DP1162 Sub-Optimal Scale Firms and Compensating Factor Differentials in Dutch Manufacturing

Author(s): David B Audretsch, A R Roy Thurik, Geroge Van Leeuwen
Publication Date: April 1995
Keyword(s): Firm Size, Productivity, Wages
JEL(s): L0, O3
Programme Areas: Industrial Organization
Link to this Page: cepr.org/active/publications/discussion_papers/dp.php?dpno=1162

The purpose of this paper is to shed some light on why so many smaller-scale firms which have traditionally been classified as sub-optimal scale firms can exist. We suggest that by pursuing a strategy of compensating factor differentials, that is by remunerating and deploying factors of production differently to their larger counterparts, small enterprises are able to compensate for size-inherent cost disadvantages. Based on a sample of over 7000 Dutch manufacturing firms, we find considerable evidence that such a strategy of compensating factor differentials is pursued within a European context.
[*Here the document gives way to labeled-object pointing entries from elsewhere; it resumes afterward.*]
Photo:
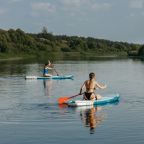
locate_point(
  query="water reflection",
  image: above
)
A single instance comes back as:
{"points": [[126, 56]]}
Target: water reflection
{"points": [[90, 118]]}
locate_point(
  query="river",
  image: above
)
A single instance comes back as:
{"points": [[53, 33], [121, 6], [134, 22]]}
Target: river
{"points": [[29, 113]]}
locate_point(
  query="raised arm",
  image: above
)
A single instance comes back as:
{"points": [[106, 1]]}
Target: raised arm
{"points": [[83, 85], [101, 86]]}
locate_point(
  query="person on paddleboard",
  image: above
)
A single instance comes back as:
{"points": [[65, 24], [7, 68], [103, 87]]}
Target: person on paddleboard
{"points": [[90, 86], [46, 69]]}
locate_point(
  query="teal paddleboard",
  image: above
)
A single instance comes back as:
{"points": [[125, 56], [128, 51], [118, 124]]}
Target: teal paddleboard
{"points": [[105, 99]]}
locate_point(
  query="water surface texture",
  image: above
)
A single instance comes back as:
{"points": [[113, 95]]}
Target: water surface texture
{"points": [[29, 113]]}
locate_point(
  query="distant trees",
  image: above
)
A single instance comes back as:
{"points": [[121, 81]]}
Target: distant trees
{"points": [[19, 42]]}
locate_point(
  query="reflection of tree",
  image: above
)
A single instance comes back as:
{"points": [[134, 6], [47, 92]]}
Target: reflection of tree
{"points": [[90, 119], [47, 87]]}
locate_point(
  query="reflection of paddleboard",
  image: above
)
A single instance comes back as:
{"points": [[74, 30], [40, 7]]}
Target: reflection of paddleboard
{"points": [[50, 77], [106, 99]]}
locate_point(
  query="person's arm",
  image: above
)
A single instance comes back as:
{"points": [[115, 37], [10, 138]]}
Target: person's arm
{"points": [[83, 85], [101, 86]]}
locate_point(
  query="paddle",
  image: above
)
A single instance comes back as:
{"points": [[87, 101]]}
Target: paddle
{"points": [[56, 72], [62, 100]]}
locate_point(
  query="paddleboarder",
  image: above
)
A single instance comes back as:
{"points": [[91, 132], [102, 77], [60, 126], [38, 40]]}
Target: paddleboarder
{"points": [[90, 86], [48, 66]]}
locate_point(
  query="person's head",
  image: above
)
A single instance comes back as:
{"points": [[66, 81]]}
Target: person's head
{"points": [[91, 75]]}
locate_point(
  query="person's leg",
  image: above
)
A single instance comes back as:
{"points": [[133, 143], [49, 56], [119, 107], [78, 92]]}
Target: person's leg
{"points": [[92, 97], [98, 97], [48, 75]]}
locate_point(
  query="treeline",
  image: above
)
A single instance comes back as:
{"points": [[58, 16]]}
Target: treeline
{"points": [[18, 42]]}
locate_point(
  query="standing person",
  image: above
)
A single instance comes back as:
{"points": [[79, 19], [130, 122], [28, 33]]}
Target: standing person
{"points": [[90, 86], [46, 69]]}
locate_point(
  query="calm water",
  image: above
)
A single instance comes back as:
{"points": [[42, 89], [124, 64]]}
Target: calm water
{"points": [[29, 113]]}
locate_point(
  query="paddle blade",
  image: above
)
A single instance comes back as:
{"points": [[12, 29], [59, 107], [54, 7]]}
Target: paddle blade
{"points": [[62, 100]]}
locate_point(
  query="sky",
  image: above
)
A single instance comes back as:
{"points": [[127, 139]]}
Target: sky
{"points": [[116, 20]]}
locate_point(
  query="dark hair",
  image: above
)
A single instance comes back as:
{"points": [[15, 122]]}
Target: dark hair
{"points": [[91, 75]]}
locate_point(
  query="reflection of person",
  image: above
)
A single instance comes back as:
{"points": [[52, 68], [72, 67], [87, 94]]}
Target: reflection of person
{"points": [[46, 69], [91, 86], [90, 119]]}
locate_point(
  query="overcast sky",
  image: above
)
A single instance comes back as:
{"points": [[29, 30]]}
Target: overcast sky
{"points": [[117, 20]]}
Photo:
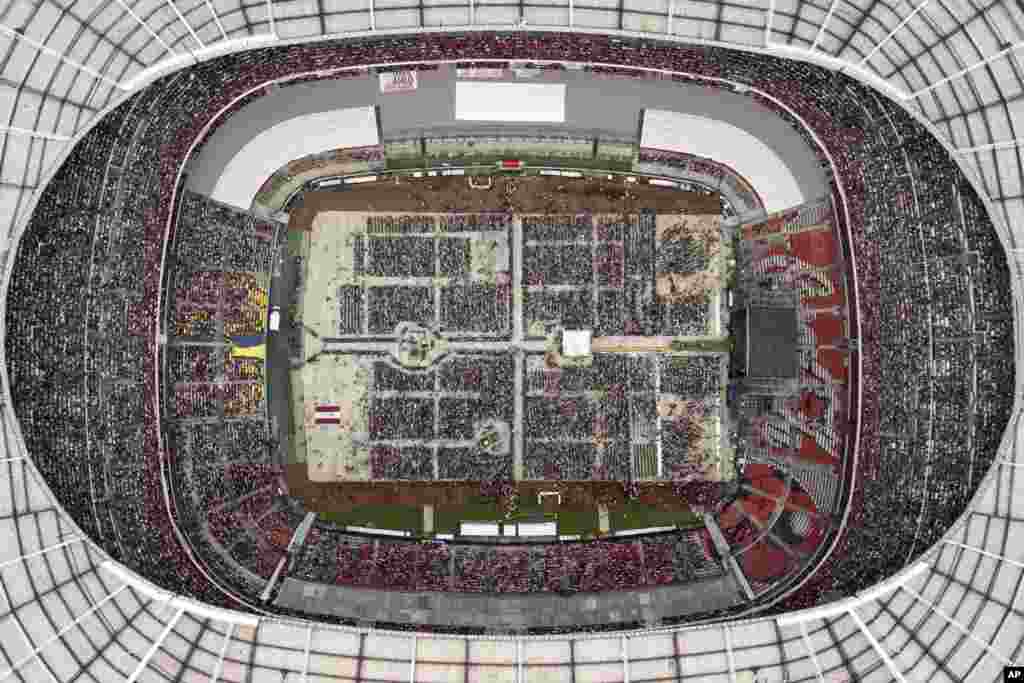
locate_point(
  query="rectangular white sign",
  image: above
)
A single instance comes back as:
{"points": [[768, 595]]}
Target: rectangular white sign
{"points": [[535, 102], [398, 81]]}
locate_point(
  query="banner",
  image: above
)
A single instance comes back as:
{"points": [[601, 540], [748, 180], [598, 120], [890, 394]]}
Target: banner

When viewed through a static lens, the existence of such a strategy, while making small and sub-optimal scale enterprises viable, suggests that they impose a net welfare loss on the economy. When viewed through a dynamic lens, however, the findings of a positive relationship between firm age and employee compensation as well as firm age and firm productivity suggest that there may be at least a tendency for the inefficient firm of today to become the efficient firm of tomorrow.